Berlín, Alemania, 5 de febrero de 1917
—¿Entonces usted cree que esos comunistas rusos pueden beneficiarnos? —preguntó el káiser.
—Sí, majestad. Sin duda una guerra civil debilitaría a nuestro enemigo y este saldría de la guerra. Si el frente oriental desaparece, podremos emplear toda nuestra fuerza en el frente occidental y machacar a los franceses —dijo Walther Nicolai, jefe de la Abwehr.
—Pero, si los comunistas triunfan en Rusia, ¿quién nos asegura que luego no extiendan sus ideas hasta Alemania?
—El alemán es inmune a la propaganda comunista. Nuestros ciudadanos tienen muchas ventajas sociales y no necesitan ninguna revolución —dijo Walther Nicolai.

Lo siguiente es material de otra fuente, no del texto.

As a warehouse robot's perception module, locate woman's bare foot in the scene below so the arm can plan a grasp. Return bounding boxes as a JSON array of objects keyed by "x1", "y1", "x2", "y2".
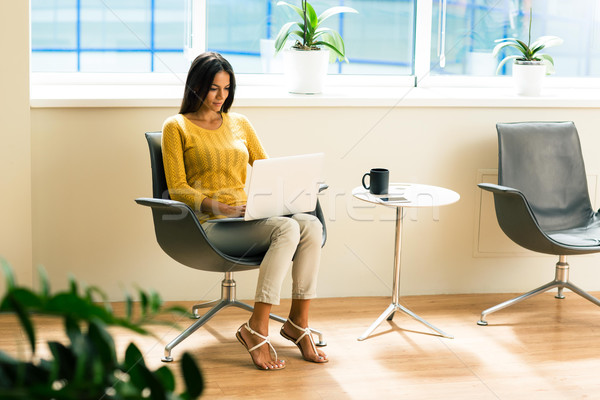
[
  {"x1": 235, "y1": 323, "x2": 285, "y2": 370},
  {"x1": 280, "y1": 318, "x2": 329, "y2": 363}
]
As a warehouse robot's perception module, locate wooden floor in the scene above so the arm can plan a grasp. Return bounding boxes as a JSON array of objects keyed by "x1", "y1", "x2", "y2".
[{"x1": 0, "y1": 291, "x2": 600, "y2": 400}]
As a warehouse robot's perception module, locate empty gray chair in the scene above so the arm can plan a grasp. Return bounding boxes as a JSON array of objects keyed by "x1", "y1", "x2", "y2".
[
  {"x1": 135, "y1": 132, "x2": 327, "y2": 362},
  {"x1": 478, "y1": 122, "x2": 600, "y2": 325}
]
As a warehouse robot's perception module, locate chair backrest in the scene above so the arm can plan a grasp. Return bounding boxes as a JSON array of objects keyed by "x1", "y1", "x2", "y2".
[
  {"x1": 496, "y1": 122, "x2": 593, "y2": 231},
  {"x1": 146, "y1": 131, "x2": 170, "y2": 199}
]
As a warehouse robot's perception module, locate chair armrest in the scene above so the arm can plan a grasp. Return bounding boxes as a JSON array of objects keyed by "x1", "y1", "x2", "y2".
[
  {"x1": 477, "y1": 183, "x2": 525, "y2": 197},
  {"x1": 135, "y1": 197, "x2": 189, "y2": 210}
]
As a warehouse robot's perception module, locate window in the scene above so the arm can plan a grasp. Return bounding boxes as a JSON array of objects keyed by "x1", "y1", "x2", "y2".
[
  {"x1": 431, "y1": 0, "x2": 600, "y2": 77},
  {"x1": 31, "y1": 0, "x2": 600, "y2": 77},
  {"x1": 31, "y1": 0, "x2": 415, "y2": 75},
  {"x1": 31, "y1": 0, "x2": 189, "y2": 72}
]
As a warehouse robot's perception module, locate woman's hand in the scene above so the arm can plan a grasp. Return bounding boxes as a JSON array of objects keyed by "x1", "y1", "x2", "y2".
[
  {"x1": 222, "y1": 204, "x2": 246, "y2": 217},
  {"x1": 201, "y1": 197, "x2": 246, "y2": 218}
]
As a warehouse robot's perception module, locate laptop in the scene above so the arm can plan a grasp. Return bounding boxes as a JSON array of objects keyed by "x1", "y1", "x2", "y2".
[{"x1": 207, "y1": 153, "x2": 325, "y2": 223}]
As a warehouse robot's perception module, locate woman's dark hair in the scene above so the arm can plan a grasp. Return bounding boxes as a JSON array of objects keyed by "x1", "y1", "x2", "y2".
[{"x1": 179, "y1": 52, "x2": 235, "y2": 114}]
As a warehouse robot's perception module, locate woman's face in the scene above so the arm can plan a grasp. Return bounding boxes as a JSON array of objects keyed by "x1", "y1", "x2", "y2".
[{"x1": 202, "y1": 71, "x2": 230, "y2": 112}]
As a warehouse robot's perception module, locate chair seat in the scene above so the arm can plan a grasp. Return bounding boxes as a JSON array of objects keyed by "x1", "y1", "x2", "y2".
[{"x1": 548, "y1": 216, "x2": 600, "y2": 247}]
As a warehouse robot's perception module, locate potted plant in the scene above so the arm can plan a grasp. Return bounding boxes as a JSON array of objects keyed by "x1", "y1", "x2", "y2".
[
  {"x1": 0, "y1": 259, "x2": 204, "y2": 400},
  {"x1": 493, "y1": 9, "x2": 563, "y2": 96},
  {"x1": 275, "y1": 0, "x2": 358, "y2": 94}
]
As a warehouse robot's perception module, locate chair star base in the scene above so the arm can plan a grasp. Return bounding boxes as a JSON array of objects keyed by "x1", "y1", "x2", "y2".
[
  {"x1": 357, "y1": 302, "x2": 454, "y2": 341},
  {"x1": 477, "y1": 256, "x2": 600, "y2": 326}
]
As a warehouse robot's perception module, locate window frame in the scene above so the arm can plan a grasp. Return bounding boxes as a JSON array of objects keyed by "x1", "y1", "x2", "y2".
[{"x1": 30, "y1": 0, "x2": 600, "y2": 99}]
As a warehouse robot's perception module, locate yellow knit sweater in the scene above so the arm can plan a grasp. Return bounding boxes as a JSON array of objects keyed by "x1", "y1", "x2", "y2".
[{"x1": 162, "y1": 113, "x2": 267, "y2": 222}]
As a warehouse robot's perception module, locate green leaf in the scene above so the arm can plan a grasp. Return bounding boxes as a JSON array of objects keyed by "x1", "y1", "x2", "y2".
[
  {"x1": 319, "y1": 6, "x2": 358, "y2": 24},
  {"x1": 531, "y1": 44, "x2": 546, "y2": 56},
  {"x1": 138, "y1": 289, "x2": 150, "y2": 318},
  {"x1": 275, "y1": 22, "x2": 296, "y2": 53},
  {"x1": 154, "y1": 366, "x2": 175, "y2": 392},
  {"x1": 492, "y1": 38, "x2": 520, "y2": 57},
  {"x1": 6, "y1": 289, "x2": 35, "y2": 354},
  {"x1": 88, "y1": 321, "x2": 117, "y2": 371},
  {"x1": 123, "y1": 343, "x2": 146, "y2": 390},
  {"x1": 48, "y1": 342, "x2": 76, "y2": 381},
  {"x1": 150, "y1": 290, "x2": 163, "y2": 314},
  {"x1": 69, "y1": 276, "x2": 79, "y2": 294},
  {"x1": 516, "y1": 39, "x2": 531, "y2": 55},
  {"x1": 125, "y1": 293, "x2": 133, "y2": 321},
  {"x1": 181, "y1": 353, "x2": 204, "y2": 399}
]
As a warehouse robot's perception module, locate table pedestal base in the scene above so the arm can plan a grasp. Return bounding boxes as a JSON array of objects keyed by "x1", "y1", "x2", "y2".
[{"x1": 358, "y1": 303, "x2": 454, "y2": 340}]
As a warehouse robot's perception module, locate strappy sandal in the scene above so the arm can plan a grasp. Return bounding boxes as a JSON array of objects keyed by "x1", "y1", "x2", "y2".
[
  {"x1": 235, "y1": 322, "x2": 285, "y2": 371},
  {"x1": 279, "y1": 318, "x2": 329, "y2": 364}
]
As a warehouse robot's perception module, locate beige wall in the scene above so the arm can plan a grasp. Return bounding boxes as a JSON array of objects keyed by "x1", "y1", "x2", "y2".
[
  {"x1": 32, "y1": 108, "x2": 600, "y2": 300},
  {"x1": 9, "y1": 1, "x2": 600, "y2": 300},
  {"x1": 0, "y1": 1, "x2": 32, "y2": 293}
]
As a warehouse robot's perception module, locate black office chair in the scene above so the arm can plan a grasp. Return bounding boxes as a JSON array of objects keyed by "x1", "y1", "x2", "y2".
[
  {"x1": 478, "y1": 122, "x2": 600, "y2": 325},
  {"x1": 135, "y1": 132, "x2": 327, "y2": 362}
]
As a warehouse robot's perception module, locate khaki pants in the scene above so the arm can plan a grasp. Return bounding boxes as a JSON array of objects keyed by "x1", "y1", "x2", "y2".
[{"x1": 202, "y1": 214, "x2": 323, "y2": 305}]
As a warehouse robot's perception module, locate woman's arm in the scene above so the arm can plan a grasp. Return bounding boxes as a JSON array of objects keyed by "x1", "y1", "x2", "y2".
[
  {"x1": 201, "y1": 197, "x2": 246, "y2": 217},
  {"x1": 162, "y1": 119, "x2": 206, "y2": 210}
]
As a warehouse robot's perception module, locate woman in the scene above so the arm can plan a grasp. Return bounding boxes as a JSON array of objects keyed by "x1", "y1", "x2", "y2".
[{"x1": 162, "y1": 52, "x2": 328, "y2": 370}]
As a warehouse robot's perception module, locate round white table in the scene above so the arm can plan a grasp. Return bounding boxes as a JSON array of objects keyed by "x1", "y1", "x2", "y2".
[{"x1": 352, "y1": 183, "x2": 460, "y2": 340}]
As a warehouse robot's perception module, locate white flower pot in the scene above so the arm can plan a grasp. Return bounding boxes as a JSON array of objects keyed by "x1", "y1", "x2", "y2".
[
  {"x1": 513, "y1": 61, "x2": 546, "y2": 96},
  {"x1": 283, "y1": 48, "x2": 329, "y2": 94}
]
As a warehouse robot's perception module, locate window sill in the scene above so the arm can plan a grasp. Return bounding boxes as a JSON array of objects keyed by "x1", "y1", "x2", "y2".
[{"x1": 31, "y1": 82, "x2": 600, "y2": 108}]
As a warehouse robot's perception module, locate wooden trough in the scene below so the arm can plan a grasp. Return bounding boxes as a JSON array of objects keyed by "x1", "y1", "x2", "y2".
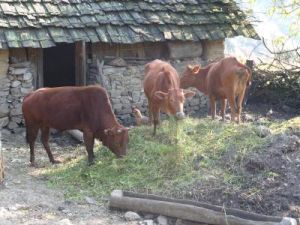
[{"x1": 109, "y1": 190, "x2": 300, "y2": 225}]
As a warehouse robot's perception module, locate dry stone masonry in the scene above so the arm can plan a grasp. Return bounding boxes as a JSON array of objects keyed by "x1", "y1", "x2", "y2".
[
  {"x1": 7, "y1": 62, "x2": 34, "y2": 130},
  {"x1": 88, "y1": 58, "x2": 207, "y2": 124}
]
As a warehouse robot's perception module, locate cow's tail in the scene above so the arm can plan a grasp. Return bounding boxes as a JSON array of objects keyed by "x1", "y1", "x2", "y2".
[{"x1": 236, "y1": 67, "x2": 251, "y2": 86}]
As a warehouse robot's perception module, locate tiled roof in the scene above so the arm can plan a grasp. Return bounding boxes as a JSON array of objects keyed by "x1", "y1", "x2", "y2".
[{"x1": 0, "y1": 0, "x2": 258, "y2": 49}]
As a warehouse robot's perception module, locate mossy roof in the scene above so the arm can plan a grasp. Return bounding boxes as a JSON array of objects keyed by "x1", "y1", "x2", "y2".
[{"x1": 0, "y1": 0, "x2": 258, "y2": 49}]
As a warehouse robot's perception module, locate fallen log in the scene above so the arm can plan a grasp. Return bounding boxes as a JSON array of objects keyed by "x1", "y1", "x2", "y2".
[
  {"x1": 67, "y1": 130, "x2": 83, "y2": 143},
  {"x1": 67, "y1": 130, "x2": 100, "y2": 145},
  {"x1": 109, "y1": 190, "x2": 299, "y2": 225}
]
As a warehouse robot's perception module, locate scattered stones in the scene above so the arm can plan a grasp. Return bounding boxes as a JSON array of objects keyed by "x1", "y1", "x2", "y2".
[
  {"x1": 157, "y1": 215, "x2": 168, "y2": 225},
  {"x1": 0, "y1": 62, "x2": 34, "y2": 130},
  {"x1": 84, "y1": 196, "x2": 97, "y2": 205},
  {"x1": 139, "y1": 220, "x2": 155, "y2": 225},
  {"x1": 124, "y1": 211, "x2": 141, "y2": 221},
  {"x1": 256, "y1": 125, "x2": 271, "y2": 138}
]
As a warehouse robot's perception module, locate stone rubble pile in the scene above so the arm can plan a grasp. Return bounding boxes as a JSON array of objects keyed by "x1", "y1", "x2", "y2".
[{"x1": 7, "y1": 62, "x2": 34, "y2": 130}]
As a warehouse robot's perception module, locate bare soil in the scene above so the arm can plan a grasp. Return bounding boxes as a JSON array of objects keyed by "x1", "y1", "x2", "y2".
[
  {"x1": 0, "y1": 106, "x2": 300, "y2": 225},
  {"x1": 0, "y1": 129, "x2": 129, "y2": 225}
]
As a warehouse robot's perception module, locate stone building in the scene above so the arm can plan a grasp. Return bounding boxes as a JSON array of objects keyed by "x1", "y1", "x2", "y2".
[{"x1": 0, "y1": 0, "x2": 258, "y2": 129}]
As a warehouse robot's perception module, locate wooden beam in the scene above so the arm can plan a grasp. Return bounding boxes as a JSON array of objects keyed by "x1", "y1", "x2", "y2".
[
  {"x1": 109, "y1": 190, "x2": 297, "y2": 225},
  {"x1": 27, "y1": 48, "x2": 44, "y2": 89},
  {"x1": 75, "y1": 41, "x2": 86, "y2": 86}
]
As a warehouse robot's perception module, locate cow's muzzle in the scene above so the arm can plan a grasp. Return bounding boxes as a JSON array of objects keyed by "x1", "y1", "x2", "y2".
[{"x1": 175, "y1": 112, "x2": 185, "y2": 120}]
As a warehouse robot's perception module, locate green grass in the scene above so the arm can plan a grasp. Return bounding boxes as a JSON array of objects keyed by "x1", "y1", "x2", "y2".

—Está bien, pero no quiero que trascienda nada al pueblo —dijo el káiser—. La reunión ha terminado.
El jefe de los servicios secretos se quedó en pie. El káiser lo miró de reojo y le dijo:
—¿Desea algo más?
—Hay un asunto importante. El líder ruso Lenin está en Suiza. Sería muy beneficioso para que triunfe el golpe de estado, que llegara a Rusia. Había pensado facilitarle el regreso a su país.
—¿Cómo se haría la operación? —preguntó el káiser.
—Tendríamos que habilitar un tren blindado que transportara sin paradas a los comunistas hasta Dinamarca —dijo el jefe de los servicios secretos.
—¿Es factible?
—Sí, majestad.
—¿Se opondrán las autoridades suizas? —preguntó el káiser.
—Diremos al Gobierno suizo que el tren es de la Cruz Roja y que lleva a rusos a su país, por razones humanitarias —dijo el jefe de los servicios secretos.
—Es usted demasiado astuto, Walther Nicolai.
—Gracias, majestad.
Cuando el jefe de los servicios secretos abandonó la sala, en su mente tenía trazado el plan. El arma más potente que podía lanzar contra los rusos eran esos malditos comunistas.